Veronika Decides to Die, novel by Brazilian writer Paulo Coelho. It was first published in Portuguese as Veronika decide morrer in 1998 and appeared in English in 1999.

The novel is set in Ljubljana, Slovenia, where, with a steady stream of boyfriends, a secure job in a library, an apartment of her own, and caring friends and family, Veronika is a normal young woman leading a normal life. Yet, believing that her life lacks meaning and will never be better than it is now, she decides to kill herself by taking an overdose of sleeping pills, leaving behind a misleading note that deplores global ignorance as to the whereabouts of Slovenia. She regains consciousness in Ljubljana’s notorious psychiatric hospital, Villete, where Dr. Igor informs her that the pills so damaged her heart that she has only one week to live. The novel follows Veronika’s shift from seeking death to her awareness that there are facets of her self and of the world that make life worthwhile. In Villete, she blossoms. Since the insane are not expected to follow behavioral norms, she embraces the freedom to behave in any way she wants.

Veronika remembers that she used to enjoy playing the piano, before she was told that it was an unsuitable pursuit, and she begins playing the instrument again. The catatonic schizophrenic patient Eduard seems to enjoy, or at least listen to, her piano playing, and Veronika gradually falls in love with him. Her newfound autonomy prompts her to hit a man who annoys her and to masturbate in front of the apparently unmoved Eduard. As her allotted life is coming to a close, she and Eduard leave the hospital to experience life now that they have been freed from societal constraints, and she is again surprised to find that, after her final night on earth, she remains alive after all.

Coehlo in the world

Much of Paulo Coehlo’s work is based on his personal struggle to discover a religious path in what he considers an oppressive world. He has sold tens of millions of copies of his books, which have been translated into every major language.

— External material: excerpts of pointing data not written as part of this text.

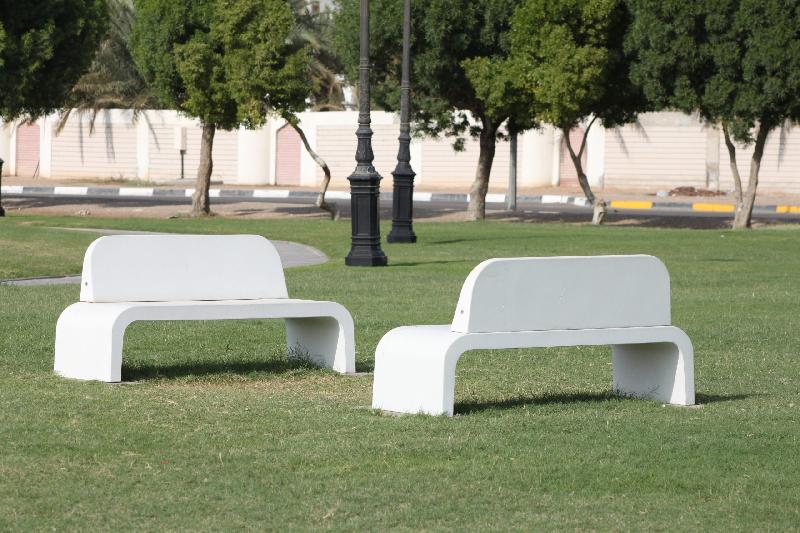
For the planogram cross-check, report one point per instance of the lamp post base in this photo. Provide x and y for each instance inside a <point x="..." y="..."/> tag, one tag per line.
<point x="365" y="249"/>
<point x="403" y="206"/>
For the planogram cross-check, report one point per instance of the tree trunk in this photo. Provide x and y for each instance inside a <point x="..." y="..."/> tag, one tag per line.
<point x="599" y="206"/>
<point x="746" y="200"/>
<point x="201" y="205"/>
<point x="477" y="193"/>
<point x="332" y="210"/>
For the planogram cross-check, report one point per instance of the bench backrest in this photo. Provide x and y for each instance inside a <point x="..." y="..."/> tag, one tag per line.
<point x="542" y="293"/>
<point x="157" y="268"/>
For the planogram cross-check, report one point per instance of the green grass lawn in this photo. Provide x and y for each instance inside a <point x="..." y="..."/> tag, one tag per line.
<point x="216" y="430"/>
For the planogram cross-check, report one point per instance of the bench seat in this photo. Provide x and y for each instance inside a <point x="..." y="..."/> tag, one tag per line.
<point x="89" y="336"/>
<point x="540" y="302"/>
<point x="130" y="278"/>
<point x="415" y="366"/>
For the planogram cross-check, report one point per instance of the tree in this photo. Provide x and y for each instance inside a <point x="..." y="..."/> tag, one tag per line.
<point x="225" y="62"/>
<point x="313" y="32"/>
<point x="569" y="54"/>
<point x="112" y="81"/>
<point x="735" y="62"/>
<point x="456" y="46"/>
<point x="44" y="47"/>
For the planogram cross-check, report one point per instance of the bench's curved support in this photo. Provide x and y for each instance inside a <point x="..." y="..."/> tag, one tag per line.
<point x="415" y="370"/>
<point x="661" y="371"/>
<point x="89" y="336"/>
<point x="415" y="366"/>
<point x="89" y="342"/>
<point x="326" y="341"/>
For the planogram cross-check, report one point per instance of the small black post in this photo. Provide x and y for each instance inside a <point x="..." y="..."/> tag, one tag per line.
<point x="2" y="211"/>
<point x="403" y="198"/>
<point x="365" y="181"/>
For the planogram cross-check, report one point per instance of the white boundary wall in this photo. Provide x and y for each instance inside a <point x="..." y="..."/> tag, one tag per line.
<point x="661" y="151"/>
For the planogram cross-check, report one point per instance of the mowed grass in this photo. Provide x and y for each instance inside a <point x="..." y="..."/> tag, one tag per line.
<point x="215" y="429"/>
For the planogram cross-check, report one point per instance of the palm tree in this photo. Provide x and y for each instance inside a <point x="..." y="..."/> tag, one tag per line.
<point x="113" y="80"/>
<point x="313" y="31"/>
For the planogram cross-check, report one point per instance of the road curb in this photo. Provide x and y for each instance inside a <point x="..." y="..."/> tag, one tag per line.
<point x="260" y="194"/>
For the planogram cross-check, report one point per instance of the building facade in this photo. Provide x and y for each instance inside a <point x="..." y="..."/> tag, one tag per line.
<point x="660" y="152"/>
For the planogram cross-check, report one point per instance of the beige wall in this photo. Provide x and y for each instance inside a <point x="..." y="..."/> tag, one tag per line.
<point x="780" y="166"/>
<point x="165" y="158"/>
<point x="661" y="151"/>
<point x="107" y="151"/>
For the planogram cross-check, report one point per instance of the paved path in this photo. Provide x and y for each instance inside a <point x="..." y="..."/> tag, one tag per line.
<point x="293" y="254"/>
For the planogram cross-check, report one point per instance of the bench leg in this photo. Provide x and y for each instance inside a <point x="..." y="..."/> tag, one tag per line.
<point x="661" y="371"/>
<point x="415" y="372"/>
<point x="326" y="341"/>
<point x="89" y="343"/>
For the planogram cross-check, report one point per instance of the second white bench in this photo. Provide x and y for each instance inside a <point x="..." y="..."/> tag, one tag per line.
<point x="127" y="278"/>
<point x="622" y="301"/>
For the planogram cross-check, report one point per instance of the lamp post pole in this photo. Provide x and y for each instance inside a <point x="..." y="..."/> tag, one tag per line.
<point x="365" y="249"/>
<point x="403" y="197"/>
<point x="2" y="211"/>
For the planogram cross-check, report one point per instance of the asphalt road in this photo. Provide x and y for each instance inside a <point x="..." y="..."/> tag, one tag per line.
<point x="662" y="216"/>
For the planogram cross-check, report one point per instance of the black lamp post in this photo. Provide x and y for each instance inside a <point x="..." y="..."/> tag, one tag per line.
<point x="2" y="211"/>
<point x="403" y="198"/>
<point x="365" y="181"/>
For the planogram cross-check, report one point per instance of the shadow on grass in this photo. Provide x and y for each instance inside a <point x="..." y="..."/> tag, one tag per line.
<point x="209" y="368"/>
<point x="419" y="263"/>
<point x="463" y="408"/>
<point x="212" y="368"/>
<point x="702" y="399"/>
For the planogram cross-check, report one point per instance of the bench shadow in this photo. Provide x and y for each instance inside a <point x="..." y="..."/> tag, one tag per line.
<point x="210" y="368"/>
<point x="702" y="399"/>
<point x="418" y="263"/>
<point x="463" y="408"/>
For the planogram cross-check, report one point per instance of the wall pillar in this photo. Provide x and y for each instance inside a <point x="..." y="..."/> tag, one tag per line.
<point x="555" y="166"/>
<point x="5" y="146"/>
<point x="535" y="157"/>
<point x="596" y="155"/>
<point x="712" y="157"/>
<point x="46" y="126"/>
<point x="143" y="146"/>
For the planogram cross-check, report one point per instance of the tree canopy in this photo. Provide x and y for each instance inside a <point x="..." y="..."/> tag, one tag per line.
<point x="735" y="62"/>
<point x="45" y="46"/>
<point x="568" y="54"/>
<point x="458" y="48"/>
<point x="225" y="62"/>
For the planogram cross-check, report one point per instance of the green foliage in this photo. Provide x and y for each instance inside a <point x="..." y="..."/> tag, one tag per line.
<point x="45" y="45"/>
<point x="569" y="55"/>
<point x="225" y="62"/>
<point x="113" y="80"/>
<point x="315" y="31"/>
<point x="455" y="46"/>
<point x="733" y="61"/>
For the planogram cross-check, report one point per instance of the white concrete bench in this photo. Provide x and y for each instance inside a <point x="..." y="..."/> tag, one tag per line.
<point x="127" y="278"/>
<point x="622" y="301"/>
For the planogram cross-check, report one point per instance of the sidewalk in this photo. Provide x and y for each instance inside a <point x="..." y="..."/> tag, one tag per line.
<point x="769" y="203"/>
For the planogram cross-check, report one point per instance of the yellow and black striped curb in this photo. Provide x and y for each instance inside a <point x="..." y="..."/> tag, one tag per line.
<point x="277" y="194"/>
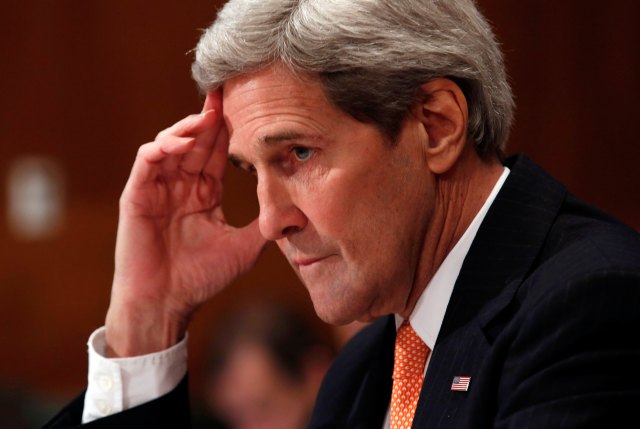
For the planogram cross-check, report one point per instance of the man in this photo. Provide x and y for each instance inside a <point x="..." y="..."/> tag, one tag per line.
<point x="266" y="369"/>
<point x="376" y="131"/>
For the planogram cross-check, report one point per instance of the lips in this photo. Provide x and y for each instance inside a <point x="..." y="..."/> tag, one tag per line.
<point x="307" y="261"/>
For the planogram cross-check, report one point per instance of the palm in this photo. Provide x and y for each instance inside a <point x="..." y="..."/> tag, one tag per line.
<point x="175" y="248"/>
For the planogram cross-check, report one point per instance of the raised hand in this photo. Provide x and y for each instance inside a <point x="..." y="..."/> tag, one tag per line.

The character Eduard is one of several elements that link Coelho himself with the fictional world of the novel. He actually enters the narrative, where he reveals his own stays in Brazilian asylums, committed by his parents because of his artistic inclinations. It is this direct personal knowledge that informs the novel, which asks us to reconsider the meaning of sanity.

The novel reflects its late-20th-century provenance with its blend of world religious sentiment, its self-help angle, and its theme that life can have meaning if we do not heed the social expectations of uniformity, conformity, and isolation that stifle the human spirit.